Così Cocciu d’amuri è diventata una hit

Suo padre Nené capì che era una cosa seria quando, nel 2001, era in vacanza in Calabria. Disse all'addetto dell'hotel qual era il suo cognome e qual era la sua provenienza e quello, subito:"Ma lei è parente di Lello?" Di acqua sotto i ponti ne è passata tanta, ma il 2014 di Lello Analfino, il leader dei Tinturia, la band siciliana di Agrigento, è davvero da incorniciare. Davvero tanta roba. La colonna sonora del film "Andiamo a quel paese" di Ficarra e Picone e il successo di "Cocciu d'amuri", una serenata siciliana che su YouTube, in tre settimane, ha superato le 200 milla visualizzazioni.
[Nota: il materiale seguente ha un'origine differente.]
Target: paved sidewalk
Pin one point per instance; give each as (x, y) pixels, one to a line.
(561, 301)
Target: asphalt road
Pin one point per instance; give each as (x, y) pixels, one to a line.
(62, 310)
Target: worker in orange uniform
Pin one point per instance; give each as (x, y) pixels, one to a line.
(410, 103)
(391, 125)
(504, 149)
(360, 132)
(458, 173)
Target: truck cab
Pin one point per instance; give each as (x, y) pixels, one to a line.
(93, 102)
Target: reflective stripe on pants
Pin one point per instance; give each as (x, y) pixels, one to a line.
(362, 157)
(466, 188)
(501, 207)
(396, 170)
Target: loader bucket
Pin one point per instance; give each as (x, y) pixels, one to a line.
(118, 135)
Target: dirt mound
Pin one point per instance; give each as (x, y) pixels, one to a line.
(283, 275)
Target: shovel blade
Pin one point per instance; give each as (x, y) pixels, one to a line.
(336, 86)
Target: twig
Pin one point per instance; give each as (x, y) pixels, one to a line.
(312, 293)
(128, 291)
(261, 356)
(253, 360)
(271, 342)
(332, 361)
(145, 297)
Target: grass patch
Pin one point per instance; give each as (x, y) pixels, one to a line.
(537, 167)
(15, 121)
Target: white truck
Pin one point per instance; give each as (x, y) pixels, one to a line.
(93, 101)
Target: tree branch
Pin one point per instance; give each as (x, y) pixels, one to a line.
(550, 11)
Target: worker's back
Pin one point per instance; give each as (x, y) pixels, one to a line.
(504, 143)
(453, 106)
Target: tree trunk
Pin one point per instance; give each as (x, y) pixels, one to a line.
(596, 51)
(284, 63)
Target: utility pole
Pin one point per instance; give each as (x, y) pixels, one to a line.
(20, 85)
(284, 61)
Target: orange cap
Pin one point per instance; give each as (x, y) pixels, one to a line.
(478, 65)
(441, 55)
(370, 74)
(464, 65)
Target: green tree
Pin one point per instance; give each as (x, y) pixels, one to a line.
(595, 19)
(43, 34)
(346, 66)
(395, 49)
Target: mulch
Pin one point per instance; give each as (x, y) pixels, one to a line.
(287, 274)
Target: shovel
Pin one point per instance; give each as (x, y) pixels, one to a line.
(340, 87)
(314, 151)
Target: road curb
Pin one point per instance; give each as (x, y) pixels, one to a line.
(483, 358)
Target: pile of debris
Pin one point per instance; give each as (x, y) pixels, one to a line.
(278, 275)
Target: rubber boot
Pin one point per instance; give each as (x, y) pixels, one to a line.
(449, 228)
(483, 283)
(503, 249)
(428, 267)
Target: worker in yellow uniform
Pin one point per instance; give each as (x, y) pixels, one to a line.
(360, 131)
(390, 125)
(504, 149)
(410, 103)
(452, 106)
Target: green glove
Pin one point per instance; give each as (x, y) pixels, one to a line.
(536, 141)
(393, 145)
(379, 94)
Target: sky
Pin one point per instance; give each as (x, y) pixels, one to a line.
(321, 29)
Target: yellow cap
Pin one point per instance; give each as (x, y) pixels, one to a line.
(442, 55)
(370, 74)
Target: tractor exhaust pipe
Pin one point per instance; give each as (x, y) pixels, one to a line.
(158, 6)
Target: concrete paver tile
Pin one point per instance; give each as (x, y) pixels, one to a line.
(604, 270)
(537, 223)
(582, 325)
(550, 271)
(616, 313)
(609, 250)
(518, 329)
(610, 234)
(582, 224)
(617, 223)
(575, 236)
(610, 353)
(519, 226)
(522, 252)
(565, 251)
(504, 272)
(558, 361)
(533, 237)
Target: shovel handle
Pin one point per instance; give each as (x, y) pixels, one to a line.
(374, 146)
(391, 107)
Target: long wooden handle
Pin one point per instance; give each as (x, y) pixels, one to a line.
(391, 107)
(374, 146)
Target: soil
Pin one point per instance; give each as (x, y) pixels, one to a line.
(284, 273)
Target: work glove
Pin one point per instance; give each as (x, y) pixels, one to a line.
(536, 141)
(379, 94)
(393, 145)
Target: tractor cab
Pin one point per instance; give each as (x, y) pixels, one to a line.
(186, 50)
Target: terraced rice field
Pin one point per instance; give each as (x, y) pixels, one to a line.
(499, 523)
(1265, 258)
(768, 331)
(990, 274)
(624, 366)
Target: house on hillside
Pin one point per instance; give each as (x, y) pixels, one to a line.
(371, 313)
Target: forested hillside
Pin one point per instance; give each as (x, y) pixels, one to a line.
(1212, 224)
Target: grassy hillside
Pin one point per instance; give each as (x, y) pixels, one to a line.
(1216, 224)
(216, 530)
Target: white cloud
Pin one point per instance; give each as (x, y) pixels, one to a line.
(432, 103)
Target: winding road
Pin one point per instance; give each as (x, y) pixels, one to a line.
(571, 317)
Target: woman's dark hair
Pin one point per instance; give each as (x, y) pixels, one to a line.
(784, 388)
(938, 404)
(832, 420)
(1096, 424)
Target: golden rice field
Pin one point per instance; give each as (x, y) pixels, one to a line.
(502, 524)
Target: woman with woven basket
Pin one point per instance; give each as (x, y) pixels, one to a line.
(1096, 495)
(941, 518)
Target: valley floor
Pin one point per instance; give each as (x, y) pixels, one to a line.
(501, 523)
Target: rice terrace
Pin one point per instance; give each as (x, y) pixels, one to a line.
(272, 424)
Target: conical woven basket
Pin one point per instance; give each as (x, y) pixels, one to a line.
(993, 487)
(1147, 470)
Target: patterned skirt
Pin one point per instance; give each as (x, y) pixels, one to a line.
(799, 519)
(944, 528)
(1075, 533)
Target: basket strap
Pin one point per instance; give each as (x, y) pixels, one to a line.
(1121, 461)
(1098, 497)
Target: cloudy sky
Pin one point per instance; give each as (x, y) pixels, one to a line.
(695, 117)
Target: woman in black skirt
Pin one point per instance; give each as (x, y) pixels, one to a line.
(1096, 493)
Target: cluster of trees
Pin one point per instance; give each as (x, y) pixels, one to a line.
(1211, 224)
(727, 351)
Lello è una specie di vulcano in continua eruzione. Spiritoso, istrione, talentuoso, popolare. "Il 2014 - racconta - è stato l'anno del ritorno perchè da un pò non avevamo un disco nuovo. A maggio è uscito Precario, che abbiamo registrato con la direzione artistica di Roy Paci, e siamo tornati sulla cresta dell'onda. Anche se va detto che noi, i Tinturia, non ci siamo mai fermati perchè siamo sempre in giro dal 1996 cioè da quando siamo nati. Con Precario abbiamo attirato l'attenzione della stampa, delle radio. Dicono sia il disco della maturità."